Anderseits kann nicht geleugnet werden, daß eine bewußt herausgestellte Prävalenz politischer Tagesfragen einen Hemmschuh für die Entwicklung der wirtschaftlichen Integration bedeuten müßte. Es erfüllt uns daher mit einer gewissen Sorge, wenn maßgeblichste Vertreter der Europäischen Wirtschaftsgemeinschaft, der ersten europäischen Integrationsform, immer wieder den politischen Hintergrund ihrer Gemeinschaft ostentativ in den Vordergrund stellen, weil damit natürlich den Gegnern jeder europäischen Integration Angriffswaffen gratis und franko ins Haus geliefert werden. Je weniger über die politischen Zusammenhänge innerhalb der EWG gesprochen würde, um so rascher könnte es nach meiner Meinung zu einer Bereinigung der wirtschaftpolitischen Relationen in ganz Europa kommen. Es ist erfreulich, daß andere maßgebliche Sprecher der Staaten des Gemeinsamen Marktes diese unsere Auffassung vollinhaltlich teilen.

Um so bedauerlicher ist es daher auch, wenn von bestimmter österreichischer Seite immer wieder über politische Aspekte bzw. Schwierigkeiten in diesem Zusammenhang gesprochen wird. Um es deutlich zu sagen: Die Frage der österreichischen, völkerrechtlichen und militärischen Neutralität hat im Konzept einer wirtschaftlichen Integration überhaupt keinen Platz! Es gibt keine wirtschaftliche Neutralität! Sie kommt im Kodex des Völkerrechts gar nicht vor; würde man sie erfinden, so wäre das nur der Anfang vom Ende unserer wirtschaftlichen Prosperität! Die strikte Einhaltung unserer völkerrechtlichen und militärischen Neutralität, die vom ganzen österreichischen Volk als reale Basis unserer Souveränität auch in Zukunft anerkannt und begrüßt wird, hat nichts mit für unsere Wirtschaft lebenswichtigen Entscheidungen in der europäischen Integrationsfrage zu tun. Darf damit nichts zu tun haben, weil wir uns sonst selbst Fesseln anlegen würden, von denen sich zu befreien später einmal unmöglich werden könnte.

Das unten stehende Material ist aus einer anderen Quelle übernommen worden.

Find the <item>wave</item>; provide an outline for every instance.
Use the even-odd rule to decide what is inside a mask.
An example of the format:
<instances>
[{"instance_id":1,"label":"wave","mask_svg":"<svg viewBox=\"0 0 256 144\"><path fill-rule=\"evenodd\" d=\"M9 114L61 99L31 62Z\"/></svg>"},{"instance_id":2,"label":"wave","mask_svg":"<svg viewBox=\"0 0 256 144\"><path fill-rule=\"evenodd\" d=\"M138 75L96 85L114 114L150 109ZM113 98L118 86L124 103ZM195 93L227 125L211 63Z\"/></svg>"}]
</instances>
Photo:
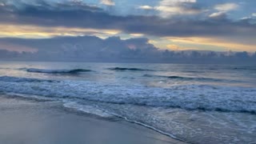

Noch weniger als die Fragen der Neutralität haben die Probleme der Parteipolitik etwas mit der Wirtschaftsintegration Europas zu tun. Wie und nach welchen parteipolitischen Grundsätzen die freien europäischen Völker ihre Demokratien einrichten, ist ausschließlich Sache dieser Völker selbst. Mit ihnen in guter, wirtschaftlicher Nachbarschaft zu leben und durch Förderung der gegenseitigen Beziehungen die eigene Volkswirtschaft zu stärken, ist Aufgabe und Verpflichtung aller, die für die österreichische Wirtschaft verantwortlich sind. Es ist nicht maßgeblich, welche parteipolitischen Stimmzettel die Wähler in einem EWG-Staat bei demokratischen Wahlen abgeben. Wir müssen nur dafür Sorge tragen, daß unsere österreichischen Waren einen guten und dauernden Absatz im Ausland finden.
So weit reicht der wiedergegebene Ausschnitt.